Und die Band ist mit ihrer Musik bereits in ein eigenes Universum abgehoben, spielt eine unglaubliche Mischung aus Blues, v.a. Funk mit verschleppt langsamen Trip-Hop-Bässen, mit Elementen von Soul, Gospel, Jazz, von 70er Jahre Motown-Stil bis hin zu Ska-Musik. Das ist eine zum Teil hymnische Space-Opera, mit abhebenden Synthesizern und flirrenden Sängerinnen und Sängern und eine Beschwörung der Freiheit: "I’m free" heißt es im stärksten Song - ein absolutes Erlebnis!
Gutgelaunter Tanz bleibt Illustration der Musik
Der Tanz reicht an all das leider nicht heran, ist lediglich ein gut gelauntes Ausagieren, eine Mischung aus Abstraktion und Emotion in seinem Spiel mit Elementen von Show- und Clubtanz und etwas Akrobatik. Auch der Tanz folgt dem Prinzip der Auflösung aller Formen, da jedoch das Ausgangsmaterial vor allem aus Improvisationen entstanden ist, ohnehin nicht sehr formstark war, wird der Tanz beliebig, bleibt Illustration der Musik, indem er den Rhythmen und spacigen Phantasien der Musik folgt. Mit den drei Tänzerinnen, zwei Tänzern hätte konkret konzeptuell gearbeitet werden müssen, so bleibt es bei individueller Improvisation und floatendem Sich-Treiben-Lassen.

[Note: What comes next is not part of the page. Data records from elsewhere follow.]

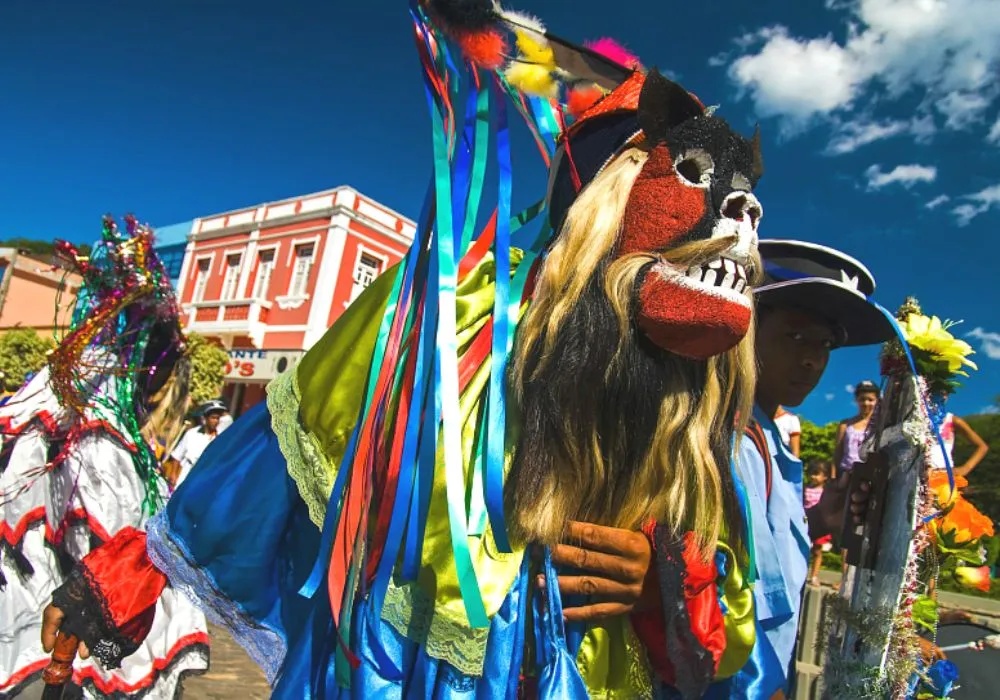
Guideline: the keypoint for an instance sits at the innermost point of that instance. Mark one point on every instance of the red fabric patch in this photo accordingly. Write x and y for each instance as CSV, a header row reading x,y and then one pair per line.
x,y
689,322
660,208
126,582
486,49
704,613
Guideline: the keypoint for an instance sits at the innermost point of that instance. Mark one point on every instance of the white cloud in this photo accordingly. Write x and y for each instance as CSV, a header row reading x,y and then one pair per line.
x,y
989,342
943,52
978,203
905,175
962,109
797,79
852,135
994,135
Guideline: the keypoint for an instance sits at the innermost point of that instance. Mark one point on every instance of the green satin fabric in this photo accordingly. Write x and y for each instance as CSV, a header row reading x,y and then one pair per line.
x,y
330,383
737,594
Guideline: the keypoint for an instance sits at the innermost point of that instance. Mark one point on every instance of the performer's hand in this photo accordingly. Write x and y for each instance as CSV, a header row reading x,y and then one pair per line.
x,y
930,651
859,502
52,618
612,565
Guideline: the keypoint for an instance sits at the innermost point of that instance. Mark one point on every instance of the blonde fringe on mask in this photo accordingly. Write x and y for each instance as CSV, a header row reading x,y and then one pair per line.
x,y
166,421
587,236
680,481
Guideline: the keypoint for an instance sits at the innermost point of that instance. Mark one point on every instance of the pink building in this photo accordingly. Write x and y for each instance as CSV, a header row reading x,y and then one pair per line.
x,y
33,294
267,281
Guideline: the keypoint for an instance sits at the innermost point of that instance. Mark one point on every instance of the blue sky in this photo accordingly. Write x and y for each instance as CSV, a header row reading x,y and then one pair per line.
x,y
880,124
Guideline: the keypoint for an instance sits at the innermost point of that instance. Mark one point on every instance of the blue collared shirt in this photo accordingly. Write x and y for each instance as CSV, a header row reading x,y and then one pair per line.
x,y
781,544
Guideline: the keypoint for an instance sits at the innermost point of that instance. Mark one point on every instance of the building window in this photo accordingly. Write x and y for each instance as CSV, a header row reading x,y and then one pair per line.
x,y
367,269
265,266
201,279
303,266
232,279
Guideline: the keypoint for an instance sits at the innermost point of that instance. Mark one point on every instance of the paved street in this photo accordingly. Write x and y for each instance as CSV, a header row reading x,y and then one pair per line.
x,y
231,676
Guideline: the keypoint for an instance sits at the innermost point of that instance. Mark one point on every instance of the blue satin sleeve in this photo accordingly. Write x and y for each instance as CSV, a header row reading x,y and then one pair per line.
x,y
760,678
236,537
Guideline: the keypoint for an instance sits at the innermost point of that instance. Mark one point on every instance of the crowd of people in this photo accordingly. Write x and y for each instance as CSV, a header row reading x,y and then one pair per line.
x,y
565,470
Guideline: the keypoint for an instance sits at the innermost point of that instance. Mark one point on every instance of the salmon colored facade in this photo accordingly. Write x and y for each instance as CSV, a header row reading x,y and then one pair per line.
x,y
34,295
267,281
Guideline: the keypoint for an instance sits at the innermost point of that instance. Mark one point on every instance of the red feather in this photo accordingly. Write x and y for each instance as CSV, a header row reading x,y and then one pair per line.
x,y
487,49
579,100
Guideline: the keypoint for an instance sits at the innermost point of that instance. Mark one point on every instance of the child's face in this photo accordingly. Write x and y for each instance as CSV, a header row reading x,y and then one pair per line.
x,y
866,402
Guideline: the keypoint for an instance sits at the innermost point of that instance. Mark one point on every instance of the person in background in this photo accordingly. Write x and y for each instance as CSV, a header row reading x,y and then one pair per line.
x,y
226,419
805,308
817,473
790,429
851,431
194,442
949,425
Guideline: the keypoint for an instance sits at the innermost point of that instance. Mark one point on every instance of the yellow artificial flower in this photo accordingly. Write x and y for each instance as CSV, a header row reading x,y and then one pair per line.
x,y
932,336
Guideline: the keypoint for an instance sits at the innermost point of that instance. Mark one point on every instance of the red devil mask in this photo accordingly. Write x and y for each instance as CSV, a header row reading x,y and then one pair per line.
x,y
695,185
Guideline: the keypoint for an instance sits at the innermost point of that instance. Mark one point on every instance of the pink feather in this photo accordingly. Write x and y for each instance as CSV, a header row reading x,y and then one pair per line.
x,y
610,48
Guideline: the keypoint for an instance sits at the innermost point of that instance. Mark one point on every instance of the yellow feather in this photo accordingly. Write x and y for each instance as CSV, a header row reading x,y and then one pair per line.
x,y
534,49
532,79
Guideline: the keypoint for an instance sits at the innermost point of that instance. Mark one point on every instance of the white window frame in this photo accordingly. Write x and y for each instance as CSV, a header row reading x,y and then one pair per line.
x,y
357,288
198,293
303,291
231,285
275,251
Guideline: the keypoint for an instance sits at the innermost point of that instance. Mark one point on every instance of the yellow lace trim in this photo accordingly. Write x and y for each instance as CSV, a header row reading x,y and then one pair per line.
x,y
411,613
311,470
638,682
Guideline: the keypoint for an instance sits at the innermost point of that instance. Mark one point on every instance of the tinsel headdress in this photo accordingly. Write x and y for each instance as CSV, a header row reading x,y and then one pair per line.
x,y
122,344
581,105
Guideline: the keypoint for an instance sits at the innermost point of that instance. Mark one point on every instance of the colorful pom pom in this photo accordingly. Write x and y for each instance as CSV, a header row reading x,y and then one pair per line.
x,y
465,15
609,48
580,99
532,79
485,49
535,49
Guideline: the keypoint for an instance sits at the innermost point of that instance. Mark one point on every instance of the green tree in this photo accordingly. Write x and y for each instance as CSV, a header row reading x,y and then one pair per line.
x,y
817,442
22,352
208,363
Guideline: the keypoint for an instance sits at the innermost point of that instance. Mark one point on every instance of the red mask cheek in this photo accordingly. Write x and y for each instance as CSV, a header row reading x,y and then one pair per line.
x,y
660,208
687,321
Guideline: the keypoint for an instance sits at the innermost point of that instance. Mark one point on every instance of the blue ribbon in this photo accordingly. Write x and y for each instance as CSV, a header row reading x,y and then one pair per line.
x,y
496,405
935,421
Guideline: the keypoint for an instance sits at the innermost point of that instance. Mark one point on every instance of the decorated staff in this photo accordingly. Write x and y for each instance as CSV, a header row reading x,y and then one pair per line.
x,y
392,557
917,528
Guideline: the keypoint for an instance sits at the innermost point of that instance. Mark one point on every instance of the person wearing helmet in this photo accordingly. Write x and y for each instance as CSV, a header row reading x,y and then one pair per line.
x,y
194,442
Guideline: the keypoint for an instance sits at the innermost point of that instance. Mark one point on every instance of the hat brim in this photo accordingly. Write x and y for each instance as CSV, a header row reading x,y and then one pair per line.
x,y
861,321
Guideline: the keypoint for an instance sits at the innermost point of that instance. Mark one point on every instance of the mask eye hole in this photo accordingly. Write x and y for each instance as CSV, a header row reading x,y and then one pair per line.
x,y
740,182
695,168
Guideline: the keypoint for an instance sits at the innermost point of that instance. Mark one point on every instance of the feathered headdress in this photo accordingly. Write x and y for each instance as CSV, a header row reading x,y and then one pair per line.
x,y
478,60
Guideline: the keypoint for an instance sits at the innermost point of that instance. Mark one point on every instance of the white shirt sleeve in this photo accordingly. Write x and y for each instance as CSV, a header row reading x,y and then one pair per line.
x,y
794,425
181,450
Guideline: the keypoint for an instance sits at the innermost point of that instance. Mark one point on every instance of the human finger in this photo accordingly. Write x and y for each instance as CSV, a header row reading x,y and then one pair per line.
x,y
598,611
52,618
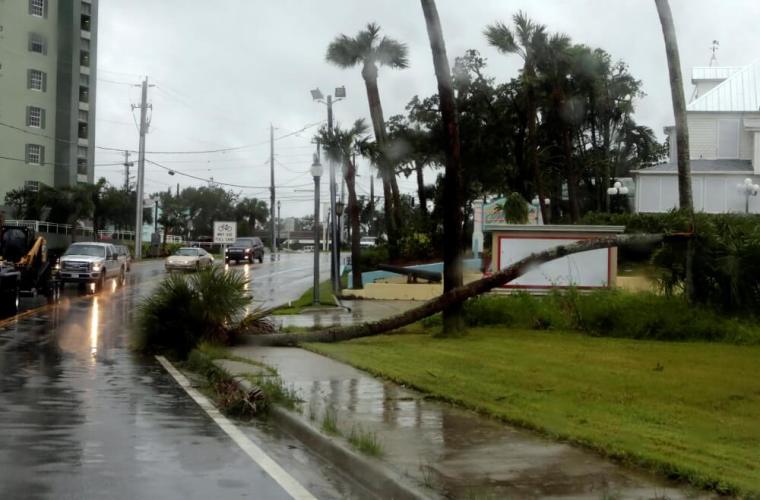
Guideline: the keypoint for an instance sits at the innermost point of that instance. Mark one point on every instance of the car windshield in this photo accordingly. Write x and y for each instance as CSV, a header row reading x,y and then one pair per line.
x,y
89,250
187,252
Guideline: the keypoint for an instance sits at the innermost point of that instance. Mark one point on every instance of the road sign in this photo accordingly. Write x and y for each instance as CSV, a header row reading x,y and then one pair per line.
x,y
225,232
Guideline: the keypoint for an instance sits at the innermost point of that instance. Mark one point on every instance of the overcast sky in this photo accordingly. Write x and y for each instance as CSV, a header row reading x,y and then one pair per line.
x,y
225,70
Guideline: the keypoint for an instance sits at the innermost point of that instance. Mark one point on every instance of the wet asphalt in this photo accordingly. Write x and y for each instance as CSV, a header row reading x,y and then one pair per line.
x,y
82,416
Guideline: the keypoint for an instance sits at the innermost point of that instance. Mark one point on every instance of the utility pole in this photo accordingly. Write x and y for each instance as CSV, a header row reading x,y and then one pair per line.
x,y
371,201
279,221
127,164
141,169
271,178
335,256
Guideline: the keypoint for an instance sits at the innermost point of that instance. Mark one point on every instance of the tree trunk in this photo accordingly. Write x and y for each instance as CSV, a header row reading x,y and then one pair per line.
x,y
453,322
353,212
572,176
418,166
682,131
533,142
454,297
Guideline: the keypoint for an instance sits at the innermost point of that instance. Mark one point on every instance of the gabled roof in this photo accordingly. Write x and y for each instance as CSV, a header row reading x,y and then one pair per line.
x,y
712,73
740,92
699,166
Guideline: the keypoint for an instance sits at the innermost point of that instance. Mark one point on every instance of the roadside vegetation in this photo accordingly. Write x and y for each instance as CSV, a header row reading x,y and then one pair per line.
x,y
685,409
186,310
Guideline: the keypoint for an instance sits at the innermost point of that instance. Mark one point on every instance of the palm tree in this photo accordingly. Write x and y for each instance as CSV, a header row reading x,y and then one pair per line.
x,y
369,50
453,321
341,145
526,40
682,131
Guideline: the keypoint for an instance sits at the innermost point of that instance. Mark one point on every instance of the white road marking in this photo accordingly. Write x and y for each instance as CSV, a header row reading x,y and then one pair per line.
x,y
285,480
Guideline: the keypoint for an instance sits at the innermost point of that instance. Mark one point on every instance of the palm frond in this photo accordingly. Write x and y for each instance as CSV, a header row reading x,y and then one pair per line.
x,y
344,52
500,36
391,53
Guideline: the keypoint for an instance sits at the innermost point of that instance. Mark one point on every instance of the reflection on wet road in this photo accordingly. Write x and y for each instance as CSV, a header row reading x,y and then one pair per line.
x,y
83,417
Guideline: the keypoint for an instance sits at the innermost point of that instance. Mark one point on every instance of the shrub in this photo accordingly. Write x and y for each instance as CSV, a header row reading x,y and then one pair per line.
x,y
609,313
187,309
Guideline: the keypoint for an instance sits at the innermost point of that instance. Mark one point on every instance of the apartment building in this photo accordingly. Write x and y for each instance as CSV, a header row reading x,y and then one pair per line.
x,y
48,79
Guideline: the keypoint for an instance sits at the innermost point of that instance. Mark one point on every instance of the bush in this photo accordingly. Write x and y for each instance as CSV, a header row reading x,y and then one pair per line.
x,y
726,255
187,309
609,313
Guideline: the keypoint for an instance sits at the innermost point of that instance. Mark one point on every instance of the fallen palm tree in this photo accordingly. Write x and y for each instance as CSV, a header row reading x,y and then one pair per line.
x,y
453,297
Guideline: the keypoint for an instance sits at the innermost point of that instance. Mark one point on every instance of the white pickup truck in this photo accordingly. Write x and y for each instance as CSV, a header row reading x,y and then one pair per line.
x,y
91,263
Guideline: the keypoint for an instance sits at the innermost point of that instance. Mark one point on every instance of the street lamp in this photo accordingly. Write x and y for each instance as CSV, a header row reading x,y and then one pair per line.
x,y
316,172
747,188
536,204
339,207
316,94
617,189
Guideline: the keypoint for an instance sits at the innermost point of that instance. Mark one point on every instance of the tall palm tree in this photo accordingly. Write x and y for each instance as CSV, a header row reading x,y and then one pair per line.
x,y
370,50
341,145
682,131
453,322
526,40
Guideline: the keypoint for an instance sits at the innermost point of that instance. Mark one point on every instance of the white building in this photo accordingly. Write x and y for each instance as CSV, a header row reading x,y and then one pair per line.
x,y
724,145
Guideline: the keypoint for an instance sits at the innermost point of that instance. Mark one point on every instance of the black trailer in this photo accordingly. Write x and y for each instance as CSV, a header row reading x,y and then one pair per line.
x,y
26,269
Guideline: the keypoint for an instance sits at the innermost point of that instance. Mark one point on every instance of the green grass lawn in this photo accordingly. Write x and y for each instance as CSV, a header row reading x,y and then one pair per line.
x,y
685,409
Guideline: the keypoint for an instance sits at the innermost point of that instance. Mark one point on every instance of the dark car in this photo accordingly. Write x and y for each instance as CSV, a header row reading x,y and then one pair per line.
x,y
245,249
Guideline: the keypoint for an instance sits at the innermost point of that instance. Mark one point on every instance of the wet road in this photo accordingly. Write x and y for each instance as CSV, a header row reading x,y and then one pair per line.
x,y
83,417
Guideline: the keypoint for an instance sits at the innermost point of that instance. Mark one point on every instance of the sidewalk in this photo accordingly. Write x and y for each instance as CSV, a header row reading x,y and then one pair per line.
x,y
448,451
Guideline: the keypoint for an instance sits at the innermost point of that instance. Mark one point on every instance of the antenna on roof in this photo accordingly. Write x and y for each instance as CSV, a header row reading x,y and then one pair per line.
x,y
714,50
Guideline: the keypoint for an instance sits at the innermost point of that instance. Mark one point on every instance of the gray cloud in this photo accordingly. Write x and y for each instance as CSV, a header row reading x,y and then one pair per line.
x,y
225,70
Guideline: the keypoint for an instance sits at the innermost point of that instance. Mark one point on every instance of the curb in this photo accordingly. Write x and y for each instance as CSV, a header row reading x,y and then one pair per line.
x,y
376,477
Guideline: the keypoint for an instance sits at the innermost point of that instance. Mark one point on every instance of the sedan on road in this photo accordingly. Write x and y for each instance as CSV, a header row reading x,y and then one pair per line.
x,y
189,259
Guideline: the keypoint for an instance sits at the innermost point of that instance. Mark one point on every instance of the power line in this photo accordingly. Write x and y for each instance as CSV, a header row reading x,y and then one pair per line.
x,y
220,150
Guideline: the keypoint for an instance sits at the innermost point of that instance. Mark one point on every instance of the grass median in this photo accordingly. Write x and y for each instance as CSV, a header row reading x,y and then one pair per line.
x,y
684,409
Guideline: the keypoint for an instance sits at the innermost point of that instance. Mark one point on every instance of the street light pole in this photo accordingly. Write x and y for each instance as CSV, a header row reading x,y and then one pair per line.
x,y
316,94
747,188
316,172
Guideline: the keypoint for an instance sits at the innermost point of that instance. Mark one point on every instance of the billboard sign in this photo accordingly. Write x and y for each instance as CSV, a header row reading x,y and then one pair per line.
x,y
225,232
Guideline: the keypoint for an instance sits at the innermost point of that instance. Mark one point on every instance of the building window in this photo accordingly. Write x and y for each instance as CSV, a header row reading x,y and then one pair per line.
x,y
85,22
36,80
82,166
38,8
35,154
37,43
35,117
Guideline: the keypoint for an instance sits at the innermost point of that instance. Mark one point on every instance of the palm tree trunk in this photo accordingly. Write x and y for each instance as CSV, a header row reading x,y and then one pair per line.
x,y
572,176
453,322
353,212
682,131
533,145
369,73
421,188
454,297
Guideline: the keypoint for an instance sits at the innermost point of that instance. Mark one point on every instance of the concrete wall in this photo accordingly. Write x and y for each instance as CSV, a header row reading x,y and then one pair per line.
x,y
711,193
60,27
16,59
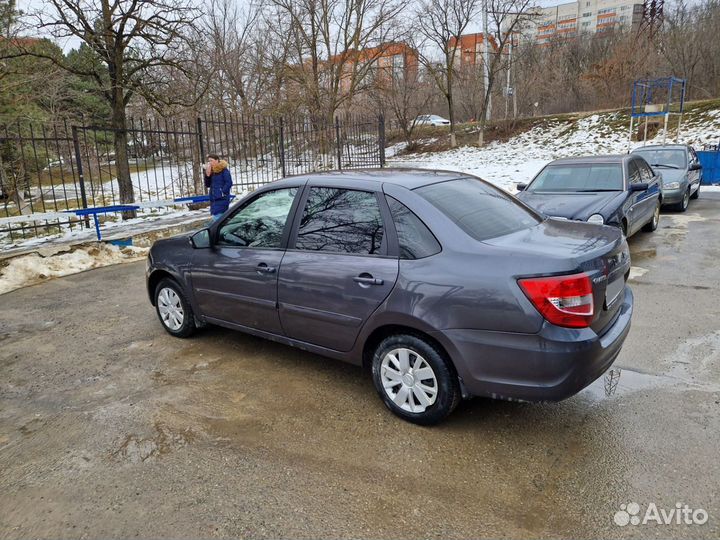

Faszinierende Space Odyssey
Insgesamt ist diese Reise zum Mars eine faszinierende, eigene "Space Odyssey" für sich. Das Stück erzeugt - Musik, Tanz, Video zusammengenommen - ein eigenes Raum-Zeit-Kontinuum, ist bis auf den Tanz absolut origineller Afrofuturismus und macht ganz einfach Spaß.
Das Prinzip von Christoph Winkler, Künstlerinnen und Künstler aus aller Welt einzuladen, ihnen Geld, Raum, Zeit für ihre eigenen künstlerischen Visionen zu geben und lediglich im Hintergrund für Konzept und Dramaturgie zu sorgen, ist mal wieder aufgegangen – vor allem dank der "Mourning (A) BLKstar"-Band ein aufsehenerregender Abend.